Мой ректор военной академии 3 — страница 12 из 56

— Фредерик, — впервые за этот разговор назвала его по имени. — Взаимоотношения либо будут, либо нет. И наше с вами мнение будет молодым людям…без разницы.

— Дочь мелкопоместного барона из южной провинции, изгнанная из рода. Художница и журналистка… Арестованная по обвинению в оскорблении императорской семьи. Вы думаете, им кто-то позволит забыть эти факты ее биографии?

— На самом деле — как поработать с общественным мнением. Любви аристократов, конечно, ей не видать. Так и Джулиану колотит при одном упоминании об элите общества. А вот остальные граждане империи… К тому же — еще ничего не понятно, что вы завелись?

— Это вам не понятно. И, может быть, Джулиане. А вот Брэндон уже все решил, — вздохнул Фредерик. — Но, в любом случае, мне не следовало врываться к вам — и гневаться.

— Ничего. Вы беспокоитесь — и это естественно.

— Давайте отложим с танцами до понедельника. Но через два дня я вас жду во дворце. Будем фотографироваться для журнала.

— Слушаюсь, ваше величество!

Фредерик поморщился — и исчез. А вскоре принесся Вилли, с сообщением от мамы. Она ругала меня за то, что я совсем не берегу свое здоровье. И информировала о том, что документы о ходе расследования передали и от главнокомандующего Тигверда, и от начальника Уголовного розыска империи, милорда Брауна.

— Шшшшш…..Дзинь-дзинь-дзинь! Пшпшпшшш…Лязг-лязг-лязг! — Пшшшшпш…Ррррррр….Мммммм….Ауууууу!
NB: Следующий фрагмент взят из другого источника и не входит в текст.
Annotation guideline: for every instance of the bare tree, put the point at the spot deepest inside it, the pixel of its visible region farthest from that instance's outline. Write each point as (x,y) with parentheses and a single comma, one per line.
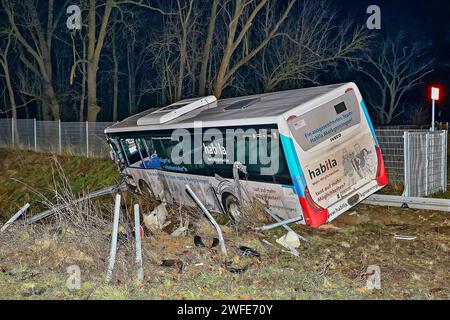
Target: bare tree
(239,23)
(312,41)
(35,34)
(206,53)
(394,68)
(4,62)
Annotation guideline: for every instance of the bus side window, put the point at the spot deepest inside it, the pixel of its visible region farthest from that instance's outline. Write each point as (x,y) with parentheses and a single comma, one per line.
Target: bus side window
(118,152)
(279,173)
(134,152)
(152,161)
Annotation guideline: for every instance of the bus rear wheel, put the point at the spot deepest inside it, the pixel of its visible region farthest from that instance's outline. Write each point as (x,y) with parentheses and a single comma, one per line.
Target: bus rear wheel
(232,208)
(145,189)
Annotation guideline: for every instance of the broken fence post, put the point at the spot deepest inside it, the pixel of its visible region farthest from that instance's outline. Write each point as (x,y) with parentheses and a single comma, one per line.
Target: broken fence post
(137,235)
(275,217)
(15,217)
(112,254)
(210,217)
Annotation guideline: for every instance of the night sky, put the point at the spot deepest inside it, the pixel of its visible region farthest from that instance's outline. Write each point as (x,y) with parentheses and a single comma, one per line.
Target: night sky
(425,21)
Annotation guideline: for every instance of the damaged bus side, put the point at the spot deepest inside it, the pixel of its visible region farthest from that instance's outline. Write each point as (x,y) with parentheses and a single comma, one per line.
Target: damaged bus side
(309,153)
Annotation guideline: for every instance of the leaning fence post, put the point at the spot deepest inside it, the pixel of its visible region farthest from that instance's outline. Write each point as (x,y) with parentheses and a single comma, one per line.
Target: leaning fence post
(112,253)
(12,131)
(59,141)
(15,217)
(35,135)
(137,236)
(210,217)
(87,139)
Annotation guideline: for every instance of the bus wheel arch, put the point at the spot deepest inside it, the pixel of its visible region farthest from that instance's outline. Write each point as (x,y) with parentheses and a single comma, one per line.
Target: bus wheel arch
(231,205)
(145,189)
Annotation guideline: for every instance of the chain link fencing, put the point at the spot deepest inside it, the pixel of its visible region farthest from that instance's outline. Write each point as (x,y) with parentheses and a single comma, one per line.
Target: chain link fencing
(414,159)
(76,138)
(425,163)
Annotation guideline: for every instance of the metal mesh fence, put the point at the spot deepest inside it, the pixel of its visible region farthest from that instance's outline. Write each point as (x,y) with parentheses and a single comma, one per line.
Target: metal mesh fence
(425,163)
(425,158)
(392,147)
(77,138)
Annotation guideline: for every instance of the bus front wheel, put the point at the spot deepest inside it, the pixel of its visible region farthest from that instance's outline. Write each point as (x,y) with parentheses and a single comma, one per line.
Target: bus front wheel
(232,207)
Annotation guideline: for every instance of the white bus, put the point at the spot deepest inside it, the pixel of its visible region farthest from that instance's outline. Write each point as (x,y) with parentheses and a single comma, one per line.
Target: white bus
(309,153)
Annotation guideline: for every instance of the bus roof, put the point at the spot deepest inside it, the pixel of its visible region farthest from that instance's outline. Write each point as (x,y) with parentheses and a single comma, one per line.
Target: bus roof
(263,108)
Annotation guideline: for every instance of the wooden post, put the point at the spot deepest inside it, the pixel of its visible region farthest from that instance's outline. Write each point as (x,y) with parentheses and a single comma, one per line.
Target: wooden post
(112,253)
(137,235)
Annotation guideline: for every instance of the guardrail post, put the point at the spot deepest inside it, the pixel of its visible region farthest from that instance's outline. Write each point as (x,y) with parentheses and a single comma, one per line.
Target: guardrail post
(12,131)
(59,141)
(406,175)
(87,139)
(444,160)
(35,135)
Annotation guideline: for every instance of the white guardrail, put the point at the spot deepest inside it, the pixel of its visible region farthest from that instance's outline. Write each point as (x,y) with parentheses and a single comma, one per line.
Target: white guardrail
(409,202)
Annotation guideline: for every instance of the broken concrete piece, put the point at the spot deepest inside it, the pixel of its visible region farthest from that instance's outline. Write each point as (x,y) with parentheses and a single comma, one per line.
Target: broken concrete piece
(156,220)
(408,238)
(180,231)
(290,240)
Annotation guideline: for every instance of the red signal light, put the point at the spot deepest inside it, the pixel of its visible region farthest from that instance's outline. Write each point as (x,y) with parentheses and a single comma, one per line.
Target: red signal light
(435,93)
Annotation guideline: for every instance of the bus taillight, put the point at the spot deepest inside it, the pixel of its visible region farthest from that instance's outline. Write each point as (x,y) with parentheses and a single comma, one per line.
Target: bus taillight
(382,178)
(314,214)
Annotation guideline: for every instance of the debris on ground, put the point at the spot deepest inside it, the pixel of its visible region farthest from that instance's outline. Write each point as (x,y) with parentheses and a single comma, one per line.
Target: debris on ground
(408,238)
(156,220)
(289,240)
(248,252)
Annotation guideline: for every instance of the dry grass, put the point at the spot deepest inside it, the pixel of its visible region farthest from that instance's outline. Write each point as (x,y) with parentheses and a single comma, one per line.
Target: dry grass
(333,264)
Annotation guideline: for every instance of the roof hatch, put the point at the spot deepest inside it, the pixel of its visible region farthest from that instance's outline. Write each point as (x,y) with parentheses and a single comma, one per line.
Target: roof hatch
(177,109)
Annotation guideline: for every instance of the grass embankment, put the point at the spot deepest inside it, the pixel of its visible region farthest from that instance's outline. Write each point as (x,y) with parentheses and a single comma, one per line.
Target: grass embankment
(36,171)
(333,264)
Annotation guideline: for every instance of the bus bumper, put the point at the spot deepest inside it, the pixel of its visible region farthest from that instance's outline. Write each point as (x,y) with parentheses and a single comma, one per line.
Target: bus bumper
(362,193)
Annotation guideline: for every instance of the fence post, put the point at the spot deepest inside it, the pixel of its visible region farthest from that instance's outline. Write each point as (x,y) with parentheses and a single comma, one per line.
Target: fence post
(87,139)
(444,160)
(35,135)
(59,141)
(405,164)
(12,132)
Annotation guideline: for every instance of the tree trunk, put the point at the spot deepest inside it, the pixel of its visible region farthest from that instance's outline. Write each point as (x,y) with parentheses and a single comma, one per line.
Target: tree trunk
(115,75)
(207,48)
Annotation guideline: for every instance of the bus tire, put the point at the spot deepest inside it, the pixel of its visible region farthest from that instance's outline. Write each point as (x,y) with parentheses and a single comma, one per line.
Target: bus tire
(145,189)
(232,207)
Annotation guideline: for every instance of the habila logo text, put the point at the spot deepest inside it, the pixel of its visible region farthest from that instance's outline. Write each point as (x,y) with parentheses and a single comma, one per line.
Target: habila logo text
(215,149)
(323,167)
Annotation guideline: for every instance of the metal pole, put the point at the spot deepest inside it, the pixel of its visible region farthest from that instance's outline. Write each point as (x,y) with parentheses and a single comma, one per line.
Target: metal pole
(35,135)
(112,253)
(137,236)
(12,131)
(432,116)
(406,164)
(87,139)
(14,217)
(210,217)
(59,141)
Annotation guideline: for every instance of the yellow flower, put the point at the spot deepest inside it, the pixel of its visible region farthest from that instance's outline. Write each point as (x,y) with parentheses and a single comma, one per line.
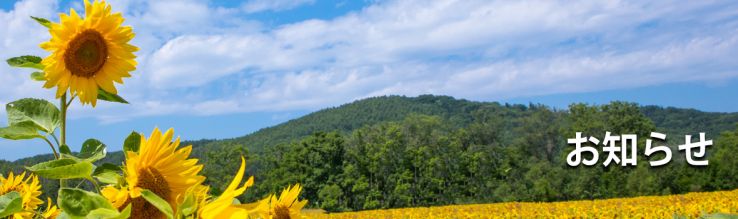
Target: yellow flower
(51,211)
(160,167)
(223,207)
(29,189)
(286,207)
(88,53)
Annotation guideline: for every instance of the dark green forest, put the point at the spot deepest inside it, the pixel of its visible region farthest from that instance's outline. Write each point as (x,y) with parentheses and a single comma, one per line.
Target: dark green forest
(395,151)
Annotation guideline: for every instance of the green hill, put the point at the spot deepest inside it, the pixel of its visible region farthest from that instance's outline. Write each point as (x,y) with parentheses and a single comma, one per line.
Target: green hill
(397,151)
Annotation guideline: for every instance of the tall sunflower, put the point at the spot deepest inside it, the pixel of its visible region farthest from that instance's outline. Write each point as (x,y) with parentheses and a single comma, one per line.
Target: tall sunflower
(29,189)
(287,206)
(88,53)
(159,166)
(222,207)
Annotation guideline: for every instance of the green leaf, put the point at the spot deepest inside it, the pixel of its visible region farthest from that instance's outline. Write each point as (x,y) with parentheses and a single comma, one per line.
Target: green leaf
(107,96)
(38,76)
(42,21)
(80,203)
(26,62)
(92,150)
(65,168)
(20,131)
(158,202)
(10,203)
(43,114)
(107,173)
(64,150)
(132,142)
(104,213)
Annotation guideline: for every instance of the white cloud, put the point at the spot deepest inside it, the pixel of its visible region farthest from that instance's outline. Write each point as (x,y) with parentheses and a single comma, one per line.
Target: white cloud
(211,60)
(254,6)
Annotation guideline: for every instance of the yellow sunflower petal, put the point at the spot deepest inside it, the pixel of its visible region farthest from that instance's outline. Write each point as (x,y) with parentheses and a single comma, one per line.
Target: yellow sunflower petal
(88,53)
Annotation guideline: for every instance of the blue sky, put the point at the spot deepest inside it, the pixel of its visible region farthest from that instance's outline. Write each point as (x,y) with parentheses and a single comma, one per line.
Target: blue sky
(221,69)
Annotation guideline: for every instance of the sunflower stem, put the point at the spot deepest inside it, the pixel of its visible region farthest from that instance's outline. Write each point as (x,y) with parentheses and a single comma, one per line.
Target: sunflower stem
(56,155)
(63,132)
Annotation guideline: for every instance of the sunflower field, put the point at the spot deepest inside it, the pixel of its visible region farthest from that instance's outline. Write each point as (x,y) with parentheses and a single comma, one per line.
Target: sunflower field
(691,205)
(89,54)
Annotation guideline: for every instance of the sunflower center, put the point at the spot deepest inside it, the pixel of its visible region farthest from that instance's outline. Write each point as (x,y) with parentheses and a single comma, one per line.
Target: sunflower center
(281,212)
(86,54)
(152,180)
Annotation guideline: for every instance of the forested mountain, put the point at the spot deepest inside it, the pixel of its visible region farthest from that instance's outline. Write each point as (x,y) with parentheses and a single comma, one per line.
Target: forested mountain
(400,151)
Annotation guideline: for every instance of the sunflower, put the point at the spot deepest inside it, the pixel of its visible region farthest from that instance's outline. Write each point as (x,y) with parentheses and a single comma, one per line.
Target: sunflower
(223,207)
(286,207)
(51,211)
(29,189)
(159,166)
(89,53)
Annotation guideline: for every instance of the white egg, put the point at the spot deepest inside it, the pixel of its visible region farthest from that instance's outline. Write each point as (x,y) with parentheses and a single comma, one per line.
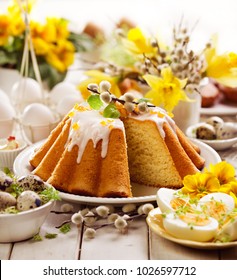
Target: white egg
(226,131)
(163,198)
(37,114)
(67,103)
(189,227)
(216,205)
(61,90)
(28,200)
(26,90)
(215,121)
(228,231)
(170,200)
(7,112)
(4,97)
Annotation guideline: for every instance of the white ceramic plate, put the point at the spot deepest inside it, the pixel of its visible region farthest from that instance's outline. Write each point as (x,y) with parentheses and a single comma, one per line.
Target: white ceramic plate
(215,144)
(154,220)
(141,193)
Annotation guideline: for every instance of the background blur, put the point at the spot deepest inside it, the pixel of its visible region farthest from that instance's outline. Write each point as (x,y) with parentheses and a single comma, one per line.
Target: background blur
(157,16)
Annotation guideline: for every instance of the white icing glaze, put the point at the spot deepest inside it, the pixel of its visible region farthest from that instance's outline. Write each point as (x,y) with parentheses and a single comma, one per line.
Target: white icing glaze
(91,125)
(159,117)
(88,124)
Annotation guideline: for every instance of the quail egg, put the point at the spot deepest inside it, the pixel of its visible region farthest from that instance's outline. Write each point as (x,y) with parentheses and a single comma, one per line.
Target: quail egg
(31,182)
(170,200)
(206,131)
(5,181)
(226,131)
(28,200)
(228,232)
(6,200)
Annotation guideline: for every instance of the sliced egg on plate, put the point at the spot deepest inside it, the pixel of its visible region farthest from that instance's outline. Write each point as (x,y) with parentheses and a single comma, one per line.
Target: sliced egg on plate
(217,205)
(190,226)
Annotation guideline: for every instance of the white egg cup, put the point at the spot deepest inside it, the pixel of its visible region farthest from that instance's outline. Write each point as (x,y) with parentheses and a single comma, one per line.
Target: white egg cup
(6,128)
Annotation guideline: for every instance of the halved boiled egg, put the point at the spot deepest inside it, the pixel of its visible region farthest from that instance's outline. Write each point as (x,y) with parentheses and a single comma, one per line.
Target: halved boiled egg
(217,205)
(171,200)
(190,226)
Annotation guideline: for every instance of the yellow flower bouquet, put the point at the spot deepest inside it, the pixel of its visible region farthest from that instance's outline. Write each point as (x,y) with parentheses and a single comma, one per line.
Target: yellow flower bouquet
(54,44)
(171,71)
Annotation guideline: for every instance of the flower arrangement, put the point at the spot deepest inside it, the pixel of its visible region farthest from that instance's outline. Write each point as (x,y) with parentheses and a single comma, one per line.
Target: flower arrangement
(54,44)
(171,72)
(220,177)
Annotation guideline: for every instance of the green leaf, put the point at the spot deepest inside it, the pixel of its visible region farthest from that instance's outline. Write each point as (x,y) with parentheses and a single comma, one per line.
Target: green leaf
(50,235)
(95,101)
(144,100)
(111,111)
(65,228)
(37,237)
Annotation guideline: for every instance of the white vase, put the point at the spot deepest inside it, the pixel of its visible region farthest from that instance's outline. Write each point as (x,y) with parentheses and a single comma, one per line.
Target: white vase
(188,113)
(7,79)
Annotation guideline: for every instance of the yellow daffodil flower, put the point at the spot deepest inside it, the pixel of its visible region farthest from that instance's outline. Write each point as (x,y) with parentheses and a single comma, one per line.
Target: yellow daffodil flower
(166,90)
(222,68)
(233,191)
(5,23)
(200,184)
(58,28)
(61,55)
(137,43)
(223,171)
(96,76)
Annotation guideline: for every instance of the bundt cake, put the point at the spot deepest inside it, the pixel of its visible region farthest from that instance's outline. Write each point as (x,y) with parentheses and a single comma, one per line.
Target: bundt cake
(90,154)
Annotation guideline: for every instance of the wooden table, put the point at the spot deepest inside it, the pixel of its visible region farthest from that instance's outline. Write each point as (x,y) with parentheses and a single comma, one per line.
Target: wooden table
(138,243)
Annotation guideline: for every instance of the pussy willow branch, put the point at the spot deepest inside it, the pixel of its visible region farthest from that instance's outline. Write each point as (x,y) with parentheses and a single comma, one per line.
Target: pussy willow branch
(114,99)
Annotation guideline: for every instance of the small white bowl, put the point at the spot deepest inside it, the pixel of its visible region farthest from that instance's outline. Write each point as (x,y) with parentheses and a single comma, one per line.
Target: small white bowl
(6,127)
(216,144)
(23,225)
(7,157)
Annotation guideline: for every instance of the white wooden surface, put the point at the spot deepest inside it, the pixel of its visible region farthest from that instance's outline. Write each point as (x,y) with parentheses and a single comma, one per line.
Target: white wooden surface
(139,243)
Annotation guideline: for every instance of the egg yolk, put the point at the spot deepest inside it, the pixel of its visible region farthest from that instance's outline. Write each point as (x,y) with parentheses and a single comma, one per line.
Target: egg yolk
(215,209)
(195,219)
(178,203)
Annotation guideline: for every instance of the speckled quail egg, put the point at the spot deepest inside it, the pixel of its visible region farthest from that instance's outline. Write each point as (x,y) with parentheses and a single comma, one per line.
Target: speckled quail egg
(31,182)
(226,131)
(228,231)
(215,121)
(6,200)
(5,181)
(206,131)
(28,200)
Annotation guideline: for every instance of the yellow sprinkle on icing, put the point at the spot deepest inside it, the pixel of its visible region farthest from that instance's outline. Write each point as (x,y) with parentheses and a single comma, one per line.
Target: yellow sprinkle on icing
(80,108)
(75,126)
(103,123)
(106,122)
(160,115)
(71,114)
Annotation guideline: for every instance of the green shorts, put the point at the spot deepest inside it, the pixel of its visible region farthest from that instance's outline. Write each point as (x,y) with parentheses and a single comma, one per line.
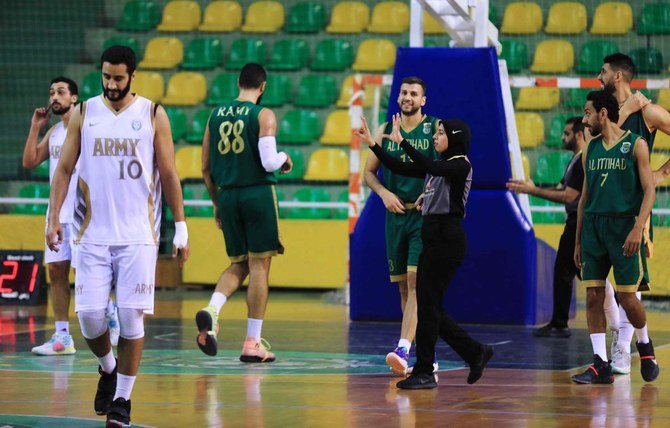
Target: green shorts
(403,243)
(249,222)
(603,238)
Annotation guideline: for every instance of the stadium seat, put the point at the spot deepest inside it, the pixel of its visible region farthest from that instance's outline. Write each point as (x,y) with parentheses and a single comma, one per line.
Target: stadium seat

Вот так выглядит мое субботнее утро. Не догадались? Ладно. Расшифрую, так и быть!

— Шшшшшшш….Пшшшшшш….Пшпшпшшшшшш……

Я пеку блины на всю ораву, с учетом того что Фредерик может заявиться без предупреждения. Судя по тому, как его величество частенько является в гости аккурат в тот самый момент, когда я, мама или Каталина достаем следующий противень или кладем кусочек масла на горку горячих оладьев — думаю, есть у него информаторы среди нашей незримой охраны…Ох есть!

— Шшшшшшш….Пшшшшшш….Пшпшпшшшшшш…….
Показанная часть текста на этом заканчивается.